Set partitioning

Question

I'm trying to get a good grasp with this problem but I'm struggling. Let's say that I have a S={1,2,3,4,5}, an L={(1,3,4),(2,3),(4,5),(1,3),(2),(5)} and an other tuple with the costs of L like C={10,20,12,15,4,10}

I want to make a constraint program in Prolog so as to take the solution that solves the problem with the minimum cost.(in this occasion it is the total sum of the costs of the subsets i will get)

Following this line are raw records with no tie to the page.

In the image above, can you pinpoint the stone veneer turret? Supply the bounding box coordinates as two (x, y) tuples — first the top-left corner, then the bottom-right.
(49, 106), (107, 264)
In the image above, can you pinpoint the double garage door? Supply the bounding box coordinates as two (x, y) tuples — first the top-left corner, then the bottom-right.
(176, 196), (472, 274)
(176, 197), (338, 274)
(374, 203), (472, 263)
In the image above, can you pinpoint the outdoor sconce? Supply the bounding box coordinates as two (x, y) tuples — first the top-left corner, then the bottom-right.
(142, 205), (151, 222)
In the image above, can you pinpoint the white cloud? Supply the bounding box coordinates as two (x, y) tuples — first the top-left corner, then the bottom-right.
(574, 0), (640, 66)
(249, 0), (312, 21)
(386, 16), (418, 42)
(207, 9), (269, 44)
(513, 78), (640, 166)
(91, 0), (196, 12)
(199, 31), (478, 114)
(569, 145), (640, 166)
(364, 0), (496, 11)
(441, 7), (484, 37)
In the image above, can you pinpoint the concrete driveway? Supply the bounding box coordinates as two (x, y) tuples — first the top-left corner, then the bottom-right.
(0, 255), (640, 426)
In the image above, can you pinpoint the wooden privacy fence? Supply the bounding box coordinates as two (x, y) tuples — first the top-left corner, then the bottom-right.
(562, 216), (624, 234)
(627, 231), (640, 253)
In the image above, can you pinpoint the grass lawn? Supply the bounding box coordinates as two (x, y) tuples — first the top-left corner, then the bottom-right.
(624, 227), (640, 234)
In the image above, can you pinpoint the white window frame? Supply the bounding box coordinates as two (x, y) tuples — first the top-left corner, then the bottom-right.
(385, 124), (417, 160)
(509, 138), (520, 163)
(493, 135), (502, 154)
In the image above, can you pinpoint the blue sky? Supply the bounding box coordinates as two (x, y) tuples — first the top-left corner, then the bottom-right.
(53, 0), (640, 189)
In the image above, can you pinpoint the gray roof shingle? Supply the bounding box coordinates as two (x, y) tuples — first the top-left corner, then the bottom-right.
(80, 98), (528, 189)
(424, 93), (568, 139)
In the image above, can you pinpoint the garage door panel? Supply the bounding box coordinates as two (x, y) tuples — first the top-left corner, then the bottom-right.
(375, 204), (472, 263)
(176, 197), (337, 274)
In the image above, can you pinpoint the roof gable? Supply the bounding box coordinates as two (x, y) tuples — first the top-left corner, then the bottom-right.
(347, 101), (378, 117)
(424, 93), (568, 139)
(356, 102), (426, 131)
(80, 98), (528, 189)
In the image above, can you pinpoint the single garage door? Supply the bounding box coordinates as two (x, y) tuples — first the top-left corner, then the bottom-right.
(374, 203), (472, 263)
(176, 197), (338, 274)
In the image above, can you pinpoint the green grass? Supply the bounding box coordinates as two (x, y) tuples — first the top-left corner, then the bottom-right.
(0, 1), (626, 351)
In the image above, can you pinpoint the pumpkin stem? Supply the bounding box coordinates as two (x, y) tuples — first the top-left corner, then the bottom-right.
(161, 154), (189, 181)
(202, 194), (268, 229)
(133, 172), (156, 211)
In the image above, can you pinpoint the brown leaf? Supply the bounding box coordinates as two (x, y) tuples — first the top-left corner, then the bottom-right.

My problem is that I cannot understand the way I'll make my modelisation. What I know is that I should choose a modelisation of binary variables {0,1} but I hardly understand how i will manage to express it via Prolog.

Answer 1

There is an easy way to do it: You can use Boolean indicators to denote which elements comprise a subset. For example, in your case:

subsets(Sets) :-
    Sets = [[1,0,1,1,0]-10,  % {1,3,4}
            [0,1,1,0,0]-20,  % {2,3}
            [0,0,0,1,1]-12,  % {4,5}
            [1,0,1,0,0]-15,  % {1,3}
            [0,1,0,0,0]-4,   % {2}
            [0,0,0,0,1]-10]. % {5}

I now use SICStus Prolog and its Boolean constraint solver to express set covers:

:- use_module(library(lists)).
:- use_module(library(clpb)).

setcover(Cover, Cost) :-
        subsets(Sets),
        keys_and_values(Sets, Rows, Costs0),
        transpose(Rows, Cols),
        same_length(Rows, Coeffs),
        maplist(cover(Coeffs), Cols),
        labeling(Coeffs),
        phrase(coeff_is_1(Coeffs, Rows), Cover),
        phrase(coeff_is_1(Coeffs, Costs0), Costs),
        sumlist(Costs, Cost).

cover(Coeffs, Col) :-
        phrase(coeff_is_1(Col,Coeffs), Cs),
        sat(card([1],Cs)).

coeff_is_1([], []) --> [].
coeff_is_1([1|Cs], [L|Ls]) --> [L], coeff_is_1(Cs, Ls).
coeff_is_1([0|Cs], [_|Ls]) --> coeff_is_1(Cs, Ls).

For each subset, a Boolean variable is used to denote whether that subset is part of the cover. Cardinality constraints make sure that each element is covered exactly once.

Example query and its result:

| ?- setcover(Cover, Cost).
Cover = [[0,0,0,1,1],[1,0,1,0,0],[0,1,0,0,0]],
Cost = 31 ? ;
Cover = [[1,0,1,1,0],[0,1,0,0,0],[0,0,0,0,1]],
Cost = 24 ? ;
no

I leave picking a cover with minimum cost as an easy exercise.